Nos referendos, ao menos nos referendos, sendo assim, calem-se. Deixem a "sociedade civil" (que é como agora se chama ao espectro populacional que somos todos nós, incluindo as nossas crenças e a nossa ignorância, a nossa vontade pensada ou o nosso impulso momentâneo, as nossas cólicas e a nossa flatulência, a nossa sabedoria ou a nossa indigência) resolver as coisas. Resolver sozinhos. Os senhores, a gente percebe, detestam sujar-se com coisas triviais. Os senhores lembram-se de nós sempre que acham que, em decidindo os senhores, alguém de entre nós pode lembrar-se, mais tarde, de quem decidiu. Isso pode arruinar carreiras políticas, é certo. Mas a vossa demissão pode fazer-nos pior: pode levar-nos à estagnação lamacenta das certezas fáceis em coisas difíceis, por inércia, ignorância ou manipulação. Pode levar à dialéctica dicotómica mais aberrante que há, ao polegar para cima ou para baixo do imperador romano, que era, entre punhaladas palacianas, glorificado pelo povo. Se o povo só entende gestos simples não se simplifiquem os gestos: ensinem-se, ao povo, as complexidades da linguagem gestual.
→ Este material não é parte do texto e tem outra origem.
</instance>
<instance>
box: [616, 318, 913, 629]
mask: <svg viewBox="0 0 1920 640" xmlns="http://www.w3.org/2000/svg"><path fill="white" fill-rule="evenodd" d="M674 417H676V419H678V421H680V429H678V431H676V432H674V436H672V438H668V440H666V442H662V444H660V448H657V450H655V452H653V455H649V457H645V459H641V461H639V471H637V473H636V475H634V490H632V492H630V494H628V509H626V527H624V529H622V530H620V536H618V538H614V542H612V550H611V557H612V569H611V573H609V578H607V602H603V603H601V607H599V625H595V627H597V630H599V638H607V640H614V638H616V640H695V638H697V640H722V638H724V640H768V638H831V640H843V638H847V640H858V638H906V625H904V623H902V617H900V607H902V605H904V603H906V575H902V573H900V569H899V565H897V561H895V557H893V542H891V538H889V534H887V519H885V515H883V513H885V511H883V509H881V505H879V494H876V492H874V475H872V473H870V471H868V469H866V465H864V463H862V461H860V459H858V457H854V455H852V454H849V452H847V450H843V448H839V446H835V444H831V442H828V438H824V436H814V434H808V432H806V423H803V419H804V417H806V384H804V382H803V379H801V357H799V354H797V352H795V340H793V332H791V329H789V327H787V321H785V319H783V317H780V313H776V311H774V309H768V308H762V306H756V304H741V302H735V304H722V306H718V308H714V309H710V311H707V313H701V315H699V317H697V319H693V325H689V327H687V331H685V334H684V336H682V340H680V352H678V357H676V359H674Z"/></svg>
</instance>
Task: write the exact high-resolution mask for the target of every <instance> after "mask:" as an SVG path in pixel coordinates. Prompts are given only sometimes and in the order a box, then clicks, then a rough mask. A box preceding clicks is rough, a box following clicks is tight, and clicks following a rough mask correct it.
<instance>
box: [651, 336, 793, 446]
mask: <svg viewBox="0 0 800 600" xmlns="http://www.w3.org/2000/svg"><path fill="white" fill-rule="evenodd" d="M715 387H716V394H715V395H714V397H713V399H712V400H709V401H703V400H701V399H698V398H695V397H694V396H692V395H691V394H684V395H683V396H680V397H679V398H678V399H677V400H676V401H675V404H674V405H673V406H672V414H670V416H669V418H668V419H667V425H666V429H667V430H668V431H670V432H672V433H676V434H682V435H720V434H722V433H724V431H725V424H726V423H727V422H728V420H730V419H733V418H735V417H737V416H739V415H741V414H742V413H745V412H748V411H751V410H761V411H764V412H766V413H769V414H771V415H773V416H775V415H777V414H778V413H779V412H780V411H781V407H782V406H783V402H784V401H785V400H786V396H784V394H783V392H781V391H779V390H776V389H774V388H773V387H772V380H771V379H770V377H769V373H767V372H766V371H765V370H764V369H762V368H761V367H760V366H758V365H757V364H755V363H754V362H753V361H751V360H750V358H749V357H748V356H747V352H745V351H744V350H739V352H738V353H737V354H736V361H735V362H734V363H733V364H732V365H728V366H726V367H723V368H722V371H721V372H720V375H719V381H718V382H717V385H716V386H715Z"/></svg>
"Nós não votamos isso no Parlamento porque é uma questão da consciência de cada um!". Aproveitem a revisão constitucional para definir, muito bem, aquilo que "é da consciência de cada um", nesse caso. Talvez passemos a referendar quase tudo...
Eu, por mim, neste estadio da minha torpe existência, desde que não façam um referendo para ver quem ganha o campeonato nacional, já nem me chateio. Estejam à vontade. É que ganhavam os lampiões, pela certa.
A menos que não entendessem a pergunta.